Er zijn momenteel twee hot items in de Franse media: de aandacht voor de sociaalgeograaf Christophe Guilluy, die met ‘La France périphérique’ in 2014 al aandacht vroeg voor een ‘perifeer’ en in de steek gelaten regio in Frankrijk, waar vele ‘gele hesjes’ wonen en overleven. Aansluitend hierbij: al twee jaar is de Franse intellectuele scène in de ban van een jonge auteur, Édouard Louis (25 jaar, échte naam Eddy Bellegueule), die zich in het Noorden van Frankrijk uit de laagste klasse wurmde – les basses classes uit de negentiende eeuw – en erin slaagde met twee sociaal geëngageerde romans iedereen in beweging te krijgen en te doen reflecteren op wat ik nu maar voor het gemak de gele hesjes noem. Tweemaal de gele hesjes, één keer via de wetenschap, en één keer via de literatuur. Frankrijks intellocraten en literatuur: het is al heel lang een bijzonder huwelijk.

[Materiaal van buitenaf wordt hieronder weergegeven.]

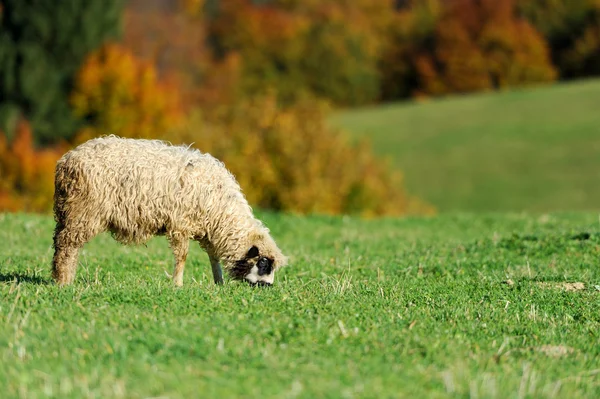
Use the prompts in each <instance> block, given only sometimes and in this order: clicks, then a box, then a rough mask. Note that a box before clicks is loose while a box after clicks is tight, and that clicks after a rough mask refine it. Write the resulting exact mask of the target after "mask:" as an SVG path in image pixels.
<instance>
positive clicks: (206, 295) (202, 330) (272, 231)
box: [0, 213, 600, 399]
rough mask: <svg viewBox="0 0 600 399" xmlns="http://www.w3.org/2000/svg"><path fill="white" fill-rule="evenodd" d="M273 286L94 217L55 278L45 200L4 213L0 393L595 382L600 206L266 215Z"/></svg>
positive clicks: (231, 391)
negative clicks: (99, 225) (95, 219)
mask: <svg viewBox="0 0 600 399" xmlns="http://www.w3.org/2000/svg"><path fill="white" fill-rule="evenodd" d="M263 216H264V218H263V219H264V220H265V222H266V224H267V225H268V226H269V227H270V228H271V229H272V230H271V231H272V232H273V235H274V236H275V238H276V239H277V241H278V243H279V244H280V245H281V247H282V249H284V251H285V252H286V253H287V254H288V255H289V256H290V258H291V262H290V265H289V266H288V267H286V268H285V269H283V270H281V271H278V272H277V277H276V281H275V285H274V286H273V287H270V288H265V289H262V288H252V287H250V286H248V285H247V284H244V283H239V282H231V281H230V280H229V279H228V280H227V281H226V282H225V284H224V285H222V286H216V285H214V284H213V282H212V274H211V272H210V265H209V263H208V260H207V257H206V255H205V254H204V253H203V252H201V251H200V248H199V246H198V245H192V246H191V252H190V256H189V257H188V259H187V264H186V269H185V277H184V286H183V287H182V288H179V289H178V288H174V287H173V286H172V284H171V282H170V281H169V280H168V279H167V277H166V276H165V272H171V270H172V269H171V268H172V264H173V260H172V255H171V252H170V250H169V247H168V244H167V240H166V239H165V238H164V237H163V238H156V239H153V240H151V241H150V242H149V243H148V245H147V246H136V247H124V246H121V245H118V244H117V243H116V242H115V241H114V240H112V239H111V238H110V236H108V235H106V234H103V235H101V236H99V237H97V238H95V239H94V240H92V241H91V242H90V243H89V244H88V245H86V246H85V247H84V249H83V250H82V251H81V256H80V259H79V269H78V271H77V278H76V281H75V283H74V284H73V285H72V286H69V287H65V288H60V287H57V286H56V285H54V284H53V283H52V282H51V280H50V263H51V259H52V254H53V251H52V247H51V243H52V231H53V228H54V222H53V221H52V218H51V217H40V216H31V215H4V214H0V358H1V359H2V360H1V361H0V387H1V392H2V394H1V397H2V398H45V397H57V398H92V397H94V398H148V397H163V398H173V399H177V398H196V397H202V398H204V397H206V398H213V397H223V398H239V397H244V398H246V397H247V398H254V397H260V398H467V397H480V398H521V397H523V398H524V397H527V398H554V397H558V398H598V397H600V385H599V384H598V383H599V380H598V370H600V345H598V331H599V329H598V326H599V325H600V313H599V312H598V309H599V308H600V292H599V291H598V290H599V289H600V287H599V286H598V284H600V268H598V267H597V264H598V247H599V246H600V231H599V227H598V220H597V215H596V214H594V213H573V214H550V215H542V216H528V215H525V214H493V215H485V214H482V215H468V214H464V215H456V214H455V215H452V214H444V215H440V216H436V217H433V218H404V219H383V220H372V221H364V220H357V219H354V218H346V217H344V218H342V217H337V218H325V217H309V218H303V217H297V216H285V215H273V214H266V215H263Z"/></svg>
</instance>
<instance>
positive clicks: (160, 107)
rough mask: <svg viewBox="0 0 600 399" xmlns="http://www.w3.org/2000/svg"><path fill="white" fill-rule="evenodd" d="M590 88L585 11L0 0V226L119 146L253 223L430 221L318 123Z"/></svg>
mask: <svg viewBox="0 0 600 399" xmlns="http://www.w3.org/2000/svg"><path fill="white" fill-rule="evenodd" d="M598 74H600V1H599V0H502V1H499V0H129V1H126V0H86V1H80V0H62V1H58V2H57V1H54V0H0V130H2V132H3V133H2V135H1V136H0V209H28V210H45V209H48V207H49V206H50V204H51V193H52V186H51V184H48V183H47V181H50V180H51V179H52V169H53V167H52V166H51V164H52V154H54V158H55V159H57V158H58V157H59V156H60V154H61V153H62V152H64V150H65V149H66V148H68V147H69V146H72V145H75V144H77V143H79V142H82V141H84V140H86V139H89V138H91V137H96V136H98V135H103V134H118V135H121V136H126V137H148V138H149V137H152V138H164V139H168V140H171V141H173V142H178V141H182V140H185V141H188V142H191V141H194V142H196V145H197V146H198V147H199V148H201V149H203V150H205V151H211V152H214V153H215V155H218V156H220V157H221V158H223V159H224V160H225V162H226V163H227V164H228V166H230V167H231V168H232V169H233V171H234V172H235V173H236V174H237V175H238V177H240V180H243V179H247V180H248V181H247V182H244V184H243V185H244V187H245V189H246V191H247V195H248V197H249V198H250V199H251V201H252V202H253V203H254V204H256V205H259V206H264V207H268V208H273V209H285V210H292V211H298V212H326V213H341V212H359V213H365V214H392V213H393V214H402V213H407V212H428V211H429V210H430V208H429V207H427V206H426V205H423V204H420V203H419V202H418V201H416V200H414V199H411V198H409V197H408V196H407V195H406V193H405V192H404V190H403V189H402V183H401V178H400V177H399V176H396V174H395V173H393V172H392V171H391V170H390V168H389V167H388V166H387V165H386V164H385V163H384V162H382V161H381V160H379V159H377V158H376V157H375V156H374V155H373V154H372V153H371V151H370V149H369V147H368V145H363V144H360V145H359V144H353V143H350V142H349V141H348V140H346V139H345V138H344V136H343V134H341V133H340V132H336V131H334V130H333V129H332V128H331V127H329V126H328V125H327V124H326V123H325V119H326V117H327V109H329V107H330V105H333V106H343V107H346V106H355V105H361V104H369V103H375V102H379V101H393V100H399V99H404V98H409V97H413V96H435V95H445V94H450V93H465V92H471V91H479V90H494V89H499V88H505V87H514V86H521V85H529V84H540V83H544V82H551V81H553V80H555V79H574V78H580V77H587V76H594V75H598ZM328 104H329V105H328ZM32 154H33V155H32ZM38 163H39V165H38ZM25 164H28V165H25ZM41 182H44V183H43V184H42V183H41ZM33 187H37V188H36V189H34V188H33ZM44 187H45V188H44ZM284 191H285V192H284Z"/></svg>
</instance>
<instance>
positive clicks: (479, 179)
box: [332, 80, 600, 212]
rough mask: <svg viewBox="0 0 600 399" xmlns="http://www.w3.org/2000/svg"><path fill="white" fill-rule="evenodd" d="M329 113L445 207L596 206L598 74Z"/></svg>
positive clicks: (577, 209)
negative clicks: (579, 78) (573, 80)
mask: <svg viewBox="0 0 600 399" xmlns="http://www.w3.org/2000/svg"><path fill="white" fill-rule="evenodd" d="M332 123H333V124H334V125H336V126H340V127H342V128H344V129H345V130H347V131H349V132H351V133H352V134H354V135H355V136H357V137H362V136H363V135H366V136H368V137H369V138H370V139H371V141H372V142H373V147H374V149H375V150H376V151H377V152H378V153H380V154H382V155H384V156H387V157H389V158H391V160H392V162H393V163H394V164H395V165H396V166H398V167H399V168H400V169H401V170H402V171H403V172H404V174H405V180H406V185H407V188H408V190H409V191H410V192H411V193H413V194H415V195H416V196H418V197H421V198H423V199H425V200H427V201H429V202H430V203H432V204H433V205H435V206H436V207H437V208H438V209H439V210H441V211H448V210H453V211H521V210H528V211H536V212H548V211H565V210H567V211H568V210H588V211H589V210H598V209H600V184H598V178H599V176H600V80H590V81H583V82H577V83H570V84H557V85H554V86H548V87H541V88H532V89H524V90H512V91H507V92H503V93H499V94H498V93H488V94H478V95H468V96H464V97H450V98H447V99H436V100H427V101H426V102H422V103H414V102H411V103H402V104H391V105H385V106H378V107H373V108H365V109H359V110H355V109H353V110H349V111H347V112H341V113H339V114H337V115H335V116H334V117H333V119H332Z"/></svg>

De literaire stroming die zich wil ontfermen over de zeden en gewoonten van de ‘proletarische’ of de sociaal gedepriveerde Fransman heeft een lange traditie in dat land: van Zola en zijn naturalisme over Victor Hugo, Anatole France, Henri Barbusse en Romain Rolland tot de zogenaamde populistische en proletarische literatuur (die elkaar in de jaren dertig heftig verketterden). De populisten werden vertegenwoordigd door Léon Lemonnier, auteur van ‘Manifeste du Populisme’ uit 1929 en niet te verwarren met de Belgische naturalistische romancier Camille Lemonnier, door de joodse (later katholiek geworden) filosofe Simone Weil, die als intellectueel haar ‘avonturen’ in de fabriek beschreef en het lief en leed dat ze met de arbeiders deelde, door Michel Ragon, de anarchistische autodidact die ‘le sang de la misère’ als geen ander verbeeldt, en Louis Guilloux , wiens beklemmende roman ‘Le sang noir’ (1935) over één dag in het oorlogsjaar 1917 in het Nederlands werd vertaald in 1999.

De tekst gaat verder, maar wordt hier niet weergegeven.